Content Marketing is so much more that writing blog posts and sharing them on social media. It’s a set of strategies and tactics that help you reach your goals by connecting with your audience. By considering the content stream as a collection, rather than individual parts, an effective strategy emerges that can generate new business, inform existing clients, and even introduce new products. Over time, a consistent content stream builds sentiment and trust in your brand.
Make your Audience the Heart of the Strategy
Who is your audience, and what do they want? You can’t just write for yourself or an imagined general audience, you must think about who it is that will reach, engage, and be influenced by the content. You should be thinking about who the audience is, how you can help them, and what they want and need. What are their problems and goals? How do you solve those problems or achieve those goals? Your content stream should be crafted to answer the questions your audience is asking, introduce new ideas, and solve problems.

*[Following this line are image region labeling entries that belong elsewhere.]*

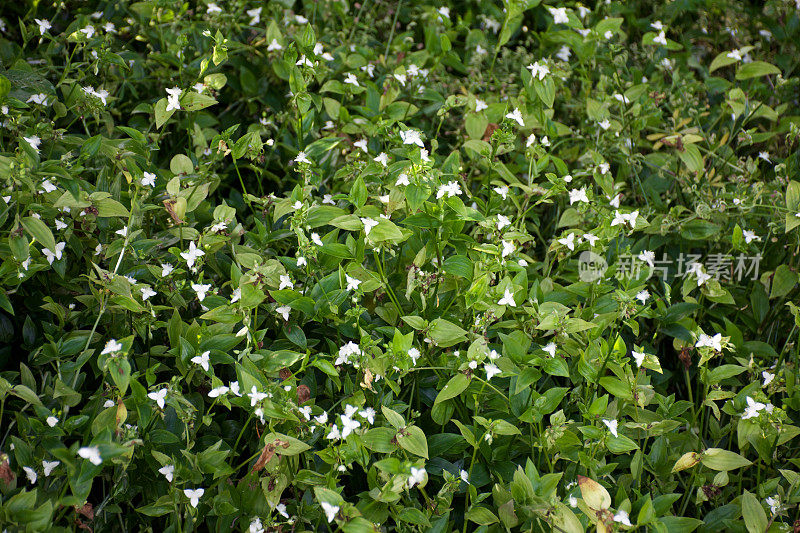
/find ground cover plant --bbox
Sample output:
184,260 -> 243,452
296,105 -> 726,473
0,0 -> 800,533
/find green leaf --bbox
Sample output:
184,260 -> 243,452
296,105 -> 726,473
153,98 -> 175,129
21,217 -> 56,252
181,91 -> 217,111
700,448 -> 752,472
94,198 -> 130,218
736,61 -> 781,80
769,265 -> 797,299
169,154 -> 194,174
464,505 -> 500,526
742,491 -> 769,533
428,318 -> 467,348
433,372 -> 470,405
397,426 -> 428,459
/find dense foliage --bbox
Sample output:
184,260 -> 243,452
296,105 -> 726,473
0,0 -> 800,533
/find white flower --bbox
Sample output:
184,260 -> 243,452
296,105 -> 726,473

Use Data to Understand Your Audience’s Desires
When you or I need an answer, we take to search engines to find it. This is obvious to us, it’s built into the consumer psyche. If you’re like many of our clients, you’re beginning to sell to a generation that never knew life before Google, so for this group, information is a given. It isn’t hard to find what your audience searches for, using a keyword tool or a trends site. And with 68% of all site traffic attributed to organic and paid search (Brightedge Research), this is a great place to go to learn what subjects you should be writing about. (Using this exercise, one of our clients discovered that swapping the word “trellis” for “lattice” in their search strategy and content would dramatically improve the quantity of readers.)
Produce Great Content
Once you have a sense of the subject matter that will best influence the audience, write a great piece of content, rich in keywords, with visual elements or other items embedded to keep the audience engaged. Time on site can be improved exponentially when an infographic is used among the content. A video embedded in the page allows the reader to explore the content in written, audio, or visual form. Publish at an expected pace—meaning your audience can come to count on new content each time they visit your site or feed. And remember to promote this content across all of your marketing channels – email, display, remessaging, organic and paid social. Without promotion, readership won’t simply appear.
Watch and Measure What Happens Next
If someone clicks to your content about customer service issues, but leaves without reading other pages of the site, you may consider adding a section identifying other relevant content on similar subjects to the page. If one article is generating quality leads through form fills or other clickable inquiry points, You may wish to pen more material on the same subject. If a particular video is getting the most views, make a short teaser to use in your social media feed, clicking to the longer one on the site.
In conclusion, content marketing is a complex and multi-faceted topic, but it’s also one that can be broken down into smaller pieces. By understanding what each piece does for your business, you’ll be able to build an effective strategy that gets results.